Double-digit inflation rates, either those hovering around 18-20% in the years prior to the fiscal 2018-19, or 40-50% in subsequent years, are triggered by the government’s insistence on fulfilling its responsibilities by printing money. This shows that the cause of all double-digit inflation is “seigniorage” and not the budget deficit.
Seigniorage is the difference between the face value of money — both paper bills and coins — and what it costs to produce it. It may be counted as positive revenue by a government when the money it creates is worth more than it costs to produce. This is the case of Iranian government, which may not directly, but indirectly use this method to finance the costs of its obligations and duties.
Kamran Nadri, an economic expert, prefaced his article for the Persian daily Donya-e-Eqtesad with this note. A translation of the text follows:
Iranian governments use loans or bank facilities to fulfill their obligations, or those mandated by the parliament. As the lion’s share of the government’s debts to the banking system remains unpaid, banks approach the central bank to collect their claims. As banks demand their claims from the central bank instead of the government, “powerful money” is created indirectly; this process is exactly what happened both in the years before and after 2018-19. In fact, the same trend led to the government “monetizing” their problems and trying to solve their problems through “creating money”.
From this viewpoint, there is no special difference between the years before and after 2018-19. However, the reimposition of US sanctions in 2018 increased the government’s need to monetize their duties and obligations, which increased money creation. This is the same reason for the rise in money supply growth in recent years, which pushed the average inflation rate from 18-20% to 40-50%.
If you look carefully at the causes of inflation in Iran, you’ll realize that the main reason behind inflation in Iran has always been the “monetization” of government’s obligations and duties. But it should be noted that this process is taking place surreptitiously; governments have always denied borrowing from the central bank.
However, a closer look will show that this process is taking place indirectly; the only difference between the years before and after 2018-19 is the intensity of the monetization of government’s tasks and duties given the severity of sanctions.
Two Other Drivers of Inflation
There are two other causes of the escalation of inflation: inflationary expectations and misguided interest rate policies.
Following Donald Trump’s victory in the 2016 US presidential elections and his threat to withdraw from the Joint Comprehensive Plan of Action in the same year and the eventual US withdrawal, inflationary expectations increased in Iran. Before 2018-19, the government was able to control inflationary expectations, thanks to oil revenues and the stabilization of the national currency, but this process was reversed and inflationary expectations reduced demand for local currency after the US withdrawal from JCPOA. The supply of rial increased as more money was being created by the government. This decline in demand and increase in rial supply fueled the devaluation of the national currency, the rise in the foreign currencies’ exchange rate and inflationary expectations.
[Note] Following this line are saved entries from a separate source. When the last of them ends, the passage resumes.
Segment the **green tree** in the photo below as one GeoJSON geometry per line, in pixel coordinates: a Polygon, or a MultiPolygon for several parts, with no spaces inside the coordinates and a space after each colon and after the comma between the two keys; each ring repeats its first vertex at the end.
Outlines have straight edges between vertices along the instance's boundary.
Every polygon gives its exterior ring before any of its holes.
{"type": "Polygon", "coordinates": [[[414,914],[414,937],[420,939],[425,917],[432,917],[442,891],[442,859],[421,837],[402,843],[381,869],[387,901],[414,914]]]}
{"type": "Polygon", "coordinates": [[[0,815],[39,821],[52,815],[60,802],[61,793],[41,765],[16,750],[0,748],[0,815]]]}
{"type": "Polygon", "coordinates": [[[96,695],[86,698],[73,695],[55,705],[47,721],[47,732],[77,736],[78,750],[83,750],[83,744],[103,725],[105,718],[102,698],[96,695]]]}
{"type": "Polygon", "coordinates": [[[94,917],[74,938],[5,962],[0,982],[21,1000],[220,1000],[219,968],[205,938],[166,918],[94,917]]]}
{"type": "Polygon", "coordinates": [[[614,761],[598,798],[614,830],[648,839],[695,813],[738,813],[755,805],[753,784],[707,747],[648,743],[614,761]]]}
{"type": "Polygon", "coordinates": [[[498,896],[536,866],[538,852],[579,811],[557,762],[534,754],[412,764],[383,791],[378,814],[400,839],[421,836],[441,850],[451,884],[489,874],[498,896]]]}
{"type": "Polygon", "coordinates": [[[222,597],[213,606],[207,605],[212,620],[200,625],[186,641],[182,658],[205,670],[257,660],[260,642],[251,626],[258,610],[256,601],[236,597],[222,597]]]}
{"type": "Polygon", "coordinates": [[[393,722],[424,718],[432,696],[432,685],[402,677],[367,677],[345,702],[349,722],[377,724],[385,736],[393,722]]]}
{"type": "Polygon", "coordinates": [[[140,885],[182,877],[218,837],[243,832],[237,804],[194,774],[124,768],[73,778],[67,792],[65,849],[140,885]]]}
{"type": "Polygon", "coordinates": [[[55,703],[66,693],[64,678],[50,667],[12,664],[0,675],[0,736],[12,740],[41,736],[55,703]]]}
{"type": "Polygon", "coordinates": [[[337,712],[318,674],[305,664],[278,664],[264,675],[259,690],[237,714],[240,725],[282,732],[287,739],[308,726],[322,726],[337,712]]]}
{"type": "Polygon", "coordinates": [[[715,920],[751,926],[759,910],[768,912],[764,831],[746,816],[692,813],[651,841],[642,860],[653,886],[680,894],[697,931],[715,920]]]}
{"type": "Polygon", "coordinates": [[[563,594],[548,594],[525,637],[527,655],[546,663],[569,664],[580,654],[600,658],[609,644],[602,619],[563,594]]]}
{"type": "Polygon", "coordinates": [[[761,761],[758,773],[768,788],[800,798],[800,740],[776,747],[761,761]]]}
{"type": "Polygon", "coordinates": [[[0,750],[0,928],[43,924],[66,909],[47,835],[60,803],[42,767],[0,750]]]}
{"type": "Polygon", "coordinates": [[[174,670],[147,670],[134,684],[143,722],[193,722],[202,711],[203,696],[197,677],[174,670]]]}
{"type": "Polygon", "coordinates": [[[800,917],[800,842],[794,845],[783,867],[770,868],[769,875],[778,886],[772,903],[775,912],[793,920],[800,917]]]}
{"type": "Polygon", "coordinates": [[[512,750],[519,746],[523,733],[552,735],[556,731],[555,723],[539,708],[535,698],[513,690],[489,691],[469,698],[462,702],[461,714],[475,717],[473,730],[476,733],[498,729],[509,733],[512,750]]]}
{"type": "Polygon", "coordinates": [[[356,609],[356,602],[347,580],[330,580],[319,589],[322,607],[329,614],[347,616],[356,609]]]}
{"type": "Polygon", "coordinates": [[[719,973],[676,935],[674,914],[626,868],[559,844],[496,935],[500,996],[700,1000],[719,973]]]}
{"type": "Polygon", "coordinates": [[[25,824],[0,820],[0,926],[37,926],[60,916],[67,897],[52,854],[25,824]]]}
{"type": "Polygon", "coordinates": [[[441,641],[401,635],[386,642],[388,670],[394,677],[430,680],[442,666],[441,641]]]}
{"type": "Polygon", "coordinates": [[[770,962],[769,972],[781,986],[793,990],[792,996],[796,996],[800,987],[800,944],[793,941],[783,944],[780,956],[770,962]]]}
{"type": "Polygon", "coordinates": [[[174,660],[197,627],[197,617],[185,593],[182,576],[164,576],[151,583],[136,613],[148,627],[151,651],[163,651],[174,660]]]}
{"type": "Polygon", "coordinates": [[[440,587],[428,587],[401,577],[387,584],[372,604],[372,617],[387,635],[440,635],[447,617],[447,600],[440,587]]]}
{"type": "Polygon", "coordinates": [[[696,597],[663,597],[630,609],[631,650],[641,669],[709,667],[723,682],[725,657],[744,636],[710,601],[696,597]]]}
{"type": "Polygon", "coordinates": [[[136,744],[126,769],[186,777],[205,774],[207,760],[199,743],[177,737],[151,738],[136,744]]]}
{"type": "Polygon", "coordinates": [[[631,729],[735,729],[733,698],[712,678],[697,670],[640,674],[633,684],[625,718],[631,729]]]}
The misguided policy of “stabilizing the interest rate” was also in play. Instead of its adjustment with the inflation rate, the interest rate has always remained fixed in Iran. But after the US quit JCPOA, the government followed this policy even more strictly.
Obviously, Iranian households do not want to keep their assets in the form of the rial in banks; they prefer to have assets in the form of foreign currency, gold, housing and cars. This policy shows that governments are more determined to monetize their expenses and they seek to reduce the costs of this decision. In other words, with these policies, they were acknowledging that there are problems in the economy that we want to solve by providing low-interest loans.
Therefore, the following three reasons are behind the soaring inflation rate:
1. The government’s crying need for monetization of their duties and obligations following the reimposition of sanctions.
2. Intensification of inflationary expectations, and
3. The government’s persistence on implementing wrong policies regarding interest rates.
These three drivers of inflation are still in effect. As a result, inflation will continue its uptrend in the years to come. This cannot be seen as a sign of Iran becoming a carbon copy of Venezuela in the next two years because, fortunately, the speed of monetary conversion in Iran — the conversion of rial into other assets by the people — is very high and this prevents governments from generating more income by monetizing their duties. In fact, the growth rate of money itself shows that people are quick to react to inflation.
The government’s debts (both domestic and foreign) are not that large and this reduces the government’s need to create money; Venezuela had run up a huge foreign debt before hyperinflation.
In addition, Venezuela did not have significant tax revenues in the years before hyperinflation whereas Iran benefits from this opportunity. Note that the continuation of this process will drive up inflation in the fiscal 2023-24 and 2024-25.
If the misguided economic policies remain unresolved along with social dissatisfaction, Iran is likely to see a quasi-Venezuelan inflation in the fiscal 2025-26.